In a different way, it seems to me, the original Aleph.
As with capacitors, bigger is better in this application. The main thing will be to keep the DC resistance as low as possible--meaning heavier gauge wire. Yes, you can wind your own inductors, although for some reason many people seem reluctant to do so. Since we're dealing with DC here instead of AC (as in a speaker crossover), you can use iron core inductors with a clear conscience.
I'm not sure if I understood your post correctly, but the Aleph 5 is supposed to operate in single-ended mode all the time. The presence (or lack) of an inductor in the power supply will not change that.
As I could see, the Aleph 5 has a linear "true single-ended" behaviour up to some power, depending on the load impedance; beyond there is a "quasi-single ended" behaviour, with a partial shuting off of the current generator: the output waveform, however, is a perfect sinewave, due to the negative feedback action, that accordingly corrects the "active" side ( the lower stack of Mosfets).

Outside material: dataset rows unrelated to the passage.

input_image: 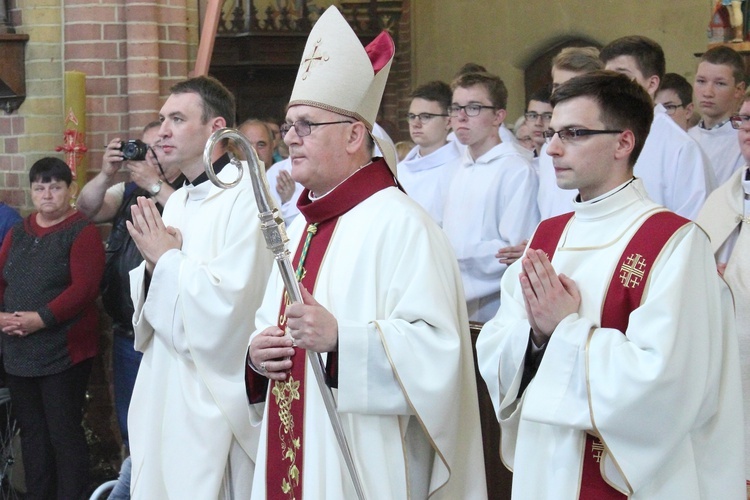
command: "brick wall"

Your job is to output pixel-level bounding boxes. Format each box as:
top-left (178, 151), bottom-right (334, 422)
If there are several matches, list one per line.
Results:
top-left (378, 0), bottom-right (412, 142)
top-left (0, 0), bottom-right (199, 212)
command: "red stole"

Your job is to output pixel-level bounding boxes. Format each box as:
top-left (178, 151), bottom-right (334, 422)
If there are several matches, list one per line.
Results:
top-left (529, 211), bottom-right (689, 500)
top-left (245, 159), bottom-right (397, 500)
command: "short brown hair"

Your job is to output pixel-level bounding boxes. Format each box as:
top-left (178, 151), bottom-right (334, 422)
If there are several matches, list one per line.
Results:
top-left (551, 70), bottom-right (654, 167)
top-left (451, 72), bottom-right (508, 109)
top-left (599, 35), bottom-right (667, 81)
top-left (169, 76), bottom-right (236, 127)
top-left (700, 45), bottom-right (745, 85)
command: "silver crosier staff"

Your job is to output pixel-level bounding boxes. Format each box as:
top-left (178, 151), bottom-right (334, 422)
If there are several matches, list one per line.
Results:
top-left (203, 128), bottom-right (365, 500)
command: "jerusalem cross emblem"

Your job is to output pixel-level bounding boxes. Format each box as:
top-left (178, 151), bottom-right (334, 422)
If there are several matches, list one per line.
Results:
top-left (620, 253), bottom-right (646, 288)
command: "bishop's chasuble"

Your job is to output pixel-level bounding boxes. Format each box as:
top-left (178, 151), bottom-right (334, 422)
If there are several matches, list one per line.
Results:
top-left (247, 160), bottom-right (487, 500)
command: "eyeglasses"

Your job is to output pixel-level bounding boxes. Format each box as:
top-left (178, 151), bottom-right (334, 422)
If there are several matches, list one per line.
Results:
top-left (448, 104), bottom-right (497, 117)
top-left (729, 115), bottom-right (750, 129)
top-left (279, 120), bottom-right (354, 139)
top-left (542, 127), bottom-right (622, 144)
top-left (523, 111), bottom-right (552, 122)
top-left (406, 113), bottom-right (448, 124)
top-left (662, 104), bottom-right (685, 116)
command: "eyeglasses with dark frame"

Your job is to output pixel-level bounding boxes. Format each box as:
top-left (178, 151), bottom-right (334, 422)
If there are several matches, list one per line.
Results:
top-left (448, 103), bottom-right (497, 118)
top-left (542, 127), bottom-right (623, 144)
top-left (662, 104), bottom-right (685, 116)
top-left (279, 120), bottom-right (354, 139)
top-left (729, 115), bottom-right (750, 130)
top-left (406, 113), bottom-right (448, 124)
top-left (523, 111), bottom-right (552, 122)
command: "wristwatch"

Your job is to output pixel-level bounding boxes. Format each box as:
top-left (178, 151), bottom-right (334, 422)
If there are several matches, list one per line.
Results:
top-left (151, 179), bottom-right (164, 195)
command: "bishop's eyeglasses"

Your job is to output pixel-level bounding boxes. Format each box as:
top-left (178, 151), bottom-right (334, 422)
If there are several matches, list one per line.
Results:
top-left (542, 127), bottom-right (622, 144)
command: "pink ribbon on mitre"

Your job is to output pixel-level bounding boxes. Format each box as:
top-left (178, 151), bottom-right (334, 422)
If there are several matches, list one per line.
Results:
top-left (365, 31), bottom-right (396, 75)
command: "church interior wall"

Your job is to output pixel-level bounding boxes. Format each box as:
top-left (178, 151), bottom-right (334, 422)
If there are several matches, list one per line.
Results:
top-left (412, 0), bottom-right (714, 123)
top-left (0, 0), bottom-right (728, 212)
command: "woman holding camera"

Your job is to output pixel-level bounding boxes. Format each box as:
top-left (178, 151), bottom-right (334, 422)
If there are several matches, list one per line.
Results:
top-left (0, 158), bottom-right (104, 499)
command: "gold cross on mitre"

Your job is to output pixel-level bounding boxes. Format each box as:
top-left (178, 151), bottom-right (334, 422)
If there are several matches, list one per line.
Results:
top-left (302, 38), bottom-right (328, 80)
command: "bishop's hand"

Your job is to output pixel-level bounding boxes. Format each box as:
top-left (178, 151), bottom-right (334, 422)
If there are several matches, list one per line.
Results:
top-left (248, 326), bottom-right (294, 380)
top-left (286, 285), bottom-right (339, 352)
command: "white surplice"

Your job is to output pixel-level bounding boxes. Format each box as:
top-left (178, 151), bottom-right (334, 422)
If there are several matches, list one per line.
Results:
top-left (443, 142), bottom-right (539, 322)
top-left (128, 162), bottom-right (273, 500)
top-left (397, 141), bottom-right (461, 225)
top-left (633, 104), bottom-right (716, 220)
top-left (477, 179), bottom-right (745, 500)
top-left (251, 187), bottom-right (487, 500)
top-left (696, 167), bottom-right (750, 480)
top-left (688, 121), bottom-right (745, 186)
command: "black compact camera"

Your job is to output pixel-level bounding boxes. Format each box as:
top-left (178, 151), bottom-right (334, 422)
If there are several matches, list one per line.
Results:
top-left (120, 139), bottom-right (148, 161)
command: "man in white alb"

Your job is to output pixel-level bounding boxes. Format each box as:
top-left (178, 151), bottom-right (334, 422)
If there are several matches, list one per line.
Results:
top-left (397, 81), bottom-right (461, 225)
top-left (599, 35), bottom-right (716, 219)
top-left (477, 71), bottom-right (745, 500)
top-left (443, 73), bottom-right (539, 322)
top-left (688, 46), bottom-right (745, 185)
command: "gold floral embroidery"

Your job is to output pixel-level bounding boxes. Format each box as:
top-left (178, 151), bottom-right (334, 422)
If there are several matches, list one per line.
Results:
top-left (271, 375), bottom-right (301, 498)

The Aleph 5 can deliver 90W into 4 ohms, that should not be possible with a biasing current less than 2 amps, also with the employment of the PL patent #5,710,522.
This can also be seen by a little step of the THD vs. output power, at about 20W into 8 ohms and 10W into 4 ohms, as I could see from an official PassLabs sheet.
The best way to obtain a true single-ended operation, is to impose the current modulation of the unconstant generator and the "active" side equal, or to the half of the output current (that is the same thing) as reported in the PL patent, by a convenient value for R21 (in the A5 schematic): the output power into low impedance loads however decreases, due to the current limit of the circuit.
I prefer this way, so I increased the biased current to 3 amps, to partially compensate the drive capability into heavy loads.
I don't know the exact price of the caps. But a friend of mine bought two 600VA 2*18V toriod transformers, and fifty 10000uF 35V caps for 1393:- SEK for me at Elfa (Elfa personal rabatt). But I can't order more parts from him now, since he isn't working there anymore. But It was quite cheap. The parts would have costed me 2600:- if I bought them myself.